The Frenchman's late effort ensured Audi locked out the top four positions ahead of the two Toyota TS 030 hybrids, although the Japanese marque opted to only set two flying laps at the session's close.
The strategy seemed well judged as the morning rain produced immediate chaos. Within seven minutes of the session starting the red flag flew, as Jan Charouz in the #25 ADR Delta ORECA-Nissan found the gravel just after the Dunlop bridge. Marc Rostan's #29 Gulf Racing Lola was one of several cars to also hit trouble, causing the session to be halted before anyone had managed a single flying lap.
Myriad incidents and offs continued right through to the chequered flag, with Mulsanne in particular proving troublesome. Amid the chaos Audi climbed to the top of the timesheets, with Rinaldo Capello fastest for much of the session in the #2 Audi R18 e-tron quattro he shares with Allan McNish and Tom Kristensen.

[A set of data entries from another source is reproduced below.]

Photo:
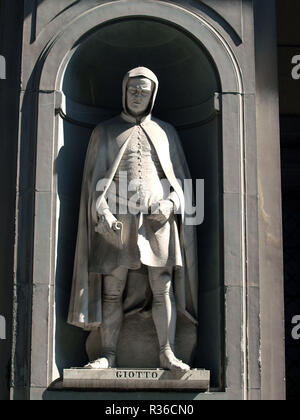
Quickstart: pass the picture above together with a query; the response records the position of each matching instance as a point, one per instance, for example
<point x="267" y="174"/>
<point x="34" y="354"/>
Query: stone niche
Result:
<point x="75" y="55"/>
<point x="188" y="99"/>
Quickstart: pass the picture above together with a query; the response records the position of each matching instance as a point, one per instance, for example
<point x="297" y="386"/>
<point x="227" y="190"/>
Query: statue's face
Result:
<point x="139" y="94"/>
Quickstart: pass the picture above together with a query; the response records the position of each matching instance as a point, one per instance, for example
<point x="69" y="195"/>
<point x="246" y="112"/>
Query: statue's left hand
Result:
<point x="165" y="210"/>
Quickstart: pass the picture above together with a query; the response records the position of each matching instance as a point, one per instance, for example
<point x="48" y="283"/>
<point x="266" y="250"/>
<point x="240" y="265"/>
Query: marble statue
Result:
<point x="132" y="214"/>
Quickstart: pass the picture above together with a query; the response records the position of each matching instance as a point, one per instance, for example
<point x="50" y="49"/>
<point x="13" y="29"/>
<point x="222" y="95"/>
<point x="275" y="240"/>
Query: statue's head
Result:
<point x="140" y="88"/>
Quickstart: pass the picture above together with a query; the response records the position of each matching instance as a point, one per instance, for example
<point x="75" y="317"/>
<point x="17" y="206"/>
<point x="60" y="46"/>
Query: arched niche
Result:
<point x="92" y="88"/>
<point x="213" y="142"/>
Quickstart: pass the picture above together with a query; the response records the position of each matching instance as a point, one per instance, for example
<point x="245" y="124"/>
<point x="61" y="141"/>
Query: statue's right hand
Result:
<point x="106" y="223"/>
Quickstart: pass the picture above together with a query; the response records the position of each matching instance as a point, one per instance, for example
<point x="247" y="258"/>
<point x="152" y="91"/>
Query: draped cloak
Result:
<point x="106" y="149"/>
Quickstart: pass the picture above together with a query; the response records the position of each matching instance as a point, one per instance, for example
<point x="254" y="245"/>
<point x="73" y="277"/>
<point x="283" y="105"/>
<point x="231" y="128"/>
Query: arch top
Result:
<point x="55" y="56"/>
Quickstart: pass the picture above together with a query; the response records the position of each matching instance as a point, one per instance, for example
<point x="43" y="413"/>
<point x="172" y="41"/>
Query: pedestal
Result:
<point x="133" y="379"/>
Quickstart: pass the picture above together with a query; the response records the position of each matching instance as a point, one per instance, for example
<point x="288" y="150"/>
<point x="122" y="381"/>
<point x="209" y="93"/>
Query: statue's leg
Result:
<point x="112" y="314"/>
<point x="164" y="316"/>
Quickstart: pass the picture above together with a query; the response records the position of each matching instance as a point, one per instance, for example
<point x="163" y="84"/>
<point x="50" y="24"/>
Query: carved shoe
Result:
<point x="170" y="362"/>
<point x="104" y="362"/>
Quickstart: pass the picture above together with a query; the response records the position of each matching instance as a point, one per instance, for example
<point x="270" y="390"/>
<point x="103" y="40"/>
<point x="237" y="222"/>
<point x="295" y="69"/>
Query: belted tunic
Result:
<point x="140" y="182"/>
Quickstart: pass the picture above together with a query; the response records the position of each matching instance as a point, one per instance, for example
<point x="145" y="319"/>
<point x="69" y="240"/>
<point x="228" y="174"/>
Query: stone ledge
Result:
<point x="132" y="379"/>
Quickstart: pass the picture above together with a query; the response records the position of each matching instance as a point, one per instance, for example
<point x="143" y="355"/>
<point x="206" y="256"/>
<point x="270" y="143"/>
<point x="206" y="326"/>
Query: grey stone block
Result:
<point x="136" y="379"/>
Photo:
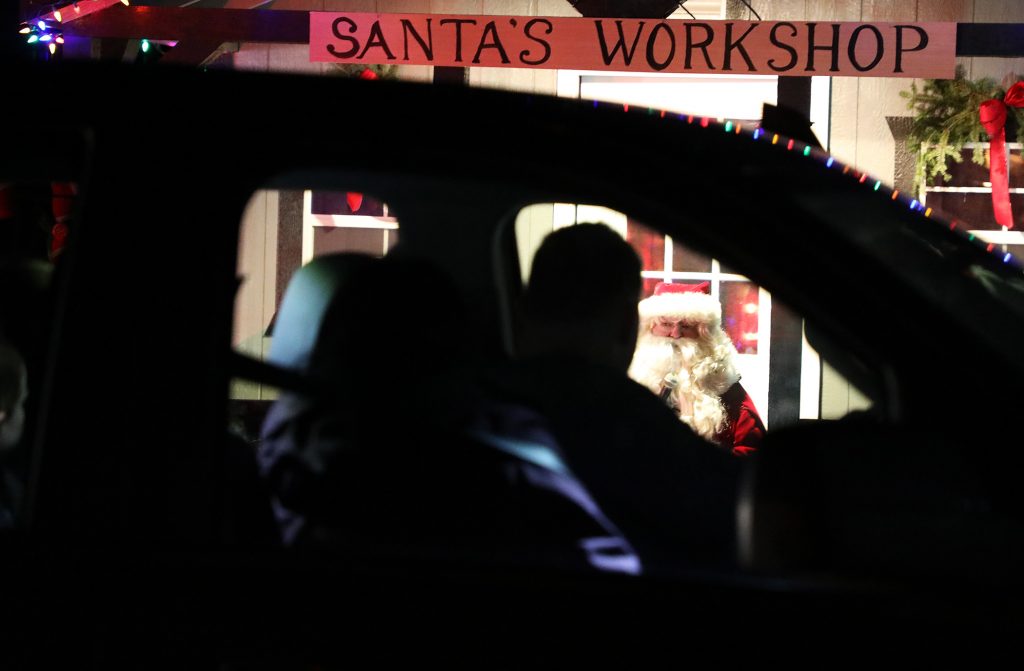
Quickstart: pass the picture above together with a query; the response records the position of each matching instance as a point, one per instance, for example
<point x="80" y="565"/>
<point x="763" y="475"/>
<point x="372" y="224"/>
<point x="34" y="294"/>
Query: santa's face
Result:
<point x="668" y="327"/>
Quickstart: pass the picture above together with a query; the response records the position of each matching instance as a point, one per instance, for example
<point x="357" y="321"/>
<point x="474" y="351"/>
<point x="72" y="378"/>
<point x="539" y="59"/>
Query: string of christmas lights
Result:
<point x="45" y="29"/>
<point x="829" y="162"/>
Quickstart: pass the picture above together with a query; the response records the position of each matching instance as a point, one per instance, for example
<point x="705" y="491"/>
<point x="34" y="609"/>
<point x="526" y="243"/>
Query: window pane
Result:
<point x="740" y="315"/>
<point x="685" y="259"/>
<point x="648" y="244"/>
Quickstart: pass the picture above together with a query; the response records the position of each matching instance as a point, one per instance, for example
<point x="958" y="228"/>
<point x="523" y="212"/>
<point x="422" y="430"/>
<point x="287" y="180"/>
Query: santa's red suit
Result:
<point x="694" y="368"/>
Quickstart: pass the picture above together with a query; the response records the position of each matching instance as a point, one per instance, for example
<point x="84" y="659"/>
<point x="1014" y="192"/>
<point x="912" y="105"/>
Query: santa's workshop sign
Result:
<point x="794" y="48"/>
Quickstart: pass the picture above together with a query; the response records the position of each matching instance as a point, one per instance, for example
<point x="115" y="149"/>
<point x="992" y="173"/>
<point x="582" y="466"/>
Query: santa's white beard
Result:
<point x="697" y="371"/>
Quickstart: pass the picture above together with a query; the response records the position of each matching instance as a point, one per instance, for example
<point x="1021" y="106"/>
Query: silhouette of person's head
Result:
<point x="396" y="320"/>
<point x="582" y="297"/>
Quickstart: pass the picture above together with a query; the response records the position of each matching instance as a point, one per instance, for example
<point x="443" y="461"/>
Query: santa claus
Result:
<point x="684" y="357"/>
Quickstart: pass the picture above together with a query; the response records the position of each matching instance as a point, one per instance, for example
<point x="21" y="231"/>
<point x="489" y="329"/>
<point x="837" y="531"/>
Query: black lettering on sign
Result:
<point x="347" y="53"/>
<point x="495" y="43"/>
<point x="458" y="33"/>
<point x="621" y="44"/>
<point x="834" y="47"/>
<point x="652" y="39"/>
<point x="880" y="48"/>
<point x="738" y="44"/>
<point x="785" y="47"/>
<point x="544" y="43"/>
<point x="377" y="40"/>
<point x="427" y="46"/>
<point x="922" y="43"/>
<point x="690" y="45"/>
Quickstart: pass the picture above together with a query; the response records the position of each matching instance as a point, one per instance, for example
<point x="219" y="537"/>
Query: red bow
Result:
<point x="993" y="117"/>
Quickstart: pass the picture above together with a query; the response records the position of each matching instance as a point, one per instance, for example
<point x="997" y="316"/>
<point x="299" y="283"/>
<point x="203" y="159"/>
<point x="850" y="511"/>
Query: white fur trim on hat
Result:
<point x="692" y="306"/>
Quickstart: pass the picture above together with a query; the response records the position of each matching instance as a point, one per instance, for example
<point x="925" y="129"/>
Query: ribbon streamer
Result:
<point x="992" y="114"/>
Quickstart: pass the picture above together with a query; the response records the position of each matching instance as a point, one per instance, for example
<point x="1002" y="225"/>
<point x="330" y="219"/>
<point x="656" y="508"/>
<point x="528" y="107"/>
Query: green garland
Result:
<point x="946" y="118"/>
<point x="382" y="71"/>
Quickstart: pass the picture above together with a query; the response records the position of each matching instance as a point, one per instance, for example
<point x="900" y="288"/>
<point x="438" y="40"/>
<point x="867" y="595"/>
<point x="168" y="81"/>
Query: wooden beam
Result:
<point x="292" y="27"/>
<point x="206" y="26"/>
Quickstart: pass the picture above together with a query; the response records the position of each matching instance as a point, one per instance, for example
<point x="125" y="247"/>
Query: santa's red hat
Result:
<point x="690" y="302"/>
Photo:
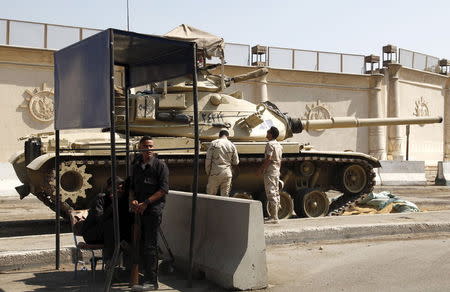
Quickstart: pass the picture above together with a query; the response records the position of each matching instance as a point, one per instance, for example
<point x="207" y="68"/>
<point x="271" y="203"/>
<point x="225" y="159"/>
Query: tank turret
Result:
<point x="167" y="110"/>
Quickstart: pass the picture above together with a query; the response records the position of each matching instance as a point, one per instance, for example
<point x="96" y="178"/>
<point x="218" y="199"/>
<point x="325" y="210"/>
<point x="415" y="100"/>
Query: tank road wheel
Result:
<point x="73" y="181"/>
<point x="311" y="203"/>
<point x="354" y="179"/>
<point x="242" y="195"/>
<point x="286" y="206"/>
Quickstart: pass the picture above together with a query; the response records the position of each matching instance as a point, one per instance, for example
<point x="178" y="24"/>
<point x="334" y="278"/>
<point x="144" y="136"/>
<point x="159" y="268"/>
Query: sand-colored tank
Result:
<point x="166" y="113"/>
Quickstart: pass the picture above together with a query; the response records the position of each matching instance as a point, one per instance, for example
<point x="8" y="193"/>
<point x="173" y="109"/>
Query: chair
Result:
<point x="76" y="221"/>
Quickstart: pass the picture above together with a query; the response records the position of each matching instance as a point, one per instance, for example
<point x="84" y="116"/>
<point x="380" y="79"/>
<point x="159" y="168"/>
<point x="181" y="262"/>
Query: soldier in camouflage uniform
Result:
<point x="271" y="172"/>
<point x="221" y="155"/>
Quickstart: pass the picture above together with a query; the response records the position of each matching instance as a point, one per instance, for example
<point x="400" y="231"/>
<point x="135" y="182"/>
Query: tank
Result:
<point x="166" y="113"/>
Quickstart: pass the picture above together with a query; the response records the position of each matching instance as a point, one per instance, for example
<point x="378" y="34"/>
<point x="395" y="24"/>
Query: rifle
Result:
<point x="134" y="275"/>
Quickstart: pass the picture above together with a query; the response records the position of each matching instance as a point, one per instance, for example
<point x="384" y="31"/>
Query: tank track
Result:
<point x="337" y="207"/>
<point x="342" y="203"/>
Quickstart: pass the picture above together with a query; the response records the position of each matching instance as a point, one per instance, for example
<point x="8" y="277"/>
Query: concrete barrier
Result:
<point x="396" y="173"/>
<point x="443" y="175"/>
<point x="8" y="179"/>
<point x="229" y="245"/>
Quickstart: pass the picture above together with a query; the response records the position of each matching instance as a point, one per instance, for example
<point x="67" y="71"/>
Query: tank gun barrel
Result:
<point x="250" y="75"/>
<point x="352" y="122"/>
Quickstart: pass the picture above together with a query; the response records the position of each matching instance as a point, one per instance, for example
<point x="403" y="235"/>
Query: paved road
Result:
<point x="390" y="264"/>
<point x="404" y="264"/>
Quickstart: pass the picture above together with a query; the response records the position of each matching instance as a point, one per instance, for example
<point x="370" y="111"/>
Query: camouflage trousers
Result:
<point x="220" y="182"/>
<point x="271" y="186"/>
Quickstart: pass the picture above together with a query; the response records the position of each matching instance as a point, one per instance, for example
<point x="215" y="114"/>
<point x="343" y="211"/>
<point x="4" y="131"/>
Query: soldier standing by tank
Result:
<point x="149" y="185"/>
<point x="221" y="155"/>
<point x="270" y="169"/>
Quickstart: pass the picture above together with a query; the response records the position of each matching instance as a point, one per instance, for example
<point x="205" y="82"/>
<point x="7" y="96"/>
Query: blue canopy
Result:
<point x="84" y="70"/>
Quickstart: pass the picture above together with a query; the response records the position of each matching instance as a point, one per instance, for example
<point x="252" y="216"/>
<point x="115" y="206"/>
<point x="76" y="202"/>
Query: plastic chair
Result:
<point x="76" y="221"/>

Duval's late flyer demoted him to second, ahead of the sister #1 e-tron quattro, while a similarly late effort from Oliver Jarvis ensured an Audi 1-2-3-4 and demoted Alex Wurz in the lead #7 Toyota into fifth.
Across in LMP2 the #42 Greaves Motorsport Zytek Nissan shared by Martin and Alex Brundle and Lucas Ordonez ended fastest, with only the #35 OAK Racing Morgan-Nissan able to lap within one second.
The GTE classes were even more strung out, although the conditions once again helped determine the gaps - several cars making late, and massive, improvements as the rain finally abated and conditions improved.
There was good news for the #51 AF Corse Ferrari of Toni Vilander, Giancarlo Fisichella and Gianmaria Bruni, which will start from the back of the field after missing most of qualifying due to damage, as it finished almost 10s clear at the head of the GTE Pro field.
Joel Camathias, meanwhile, secured top spot in GTE Am in the #55 JWA-Avila Porsche 911, setting his fastest time on his final tour.
Prior to his and Bruni's improvements, Aston Martin had flourished in the adverse conditions. The #97 Vantage eventually ended third fastest in the Pro class, while its sister #99 Am entry was second fastest.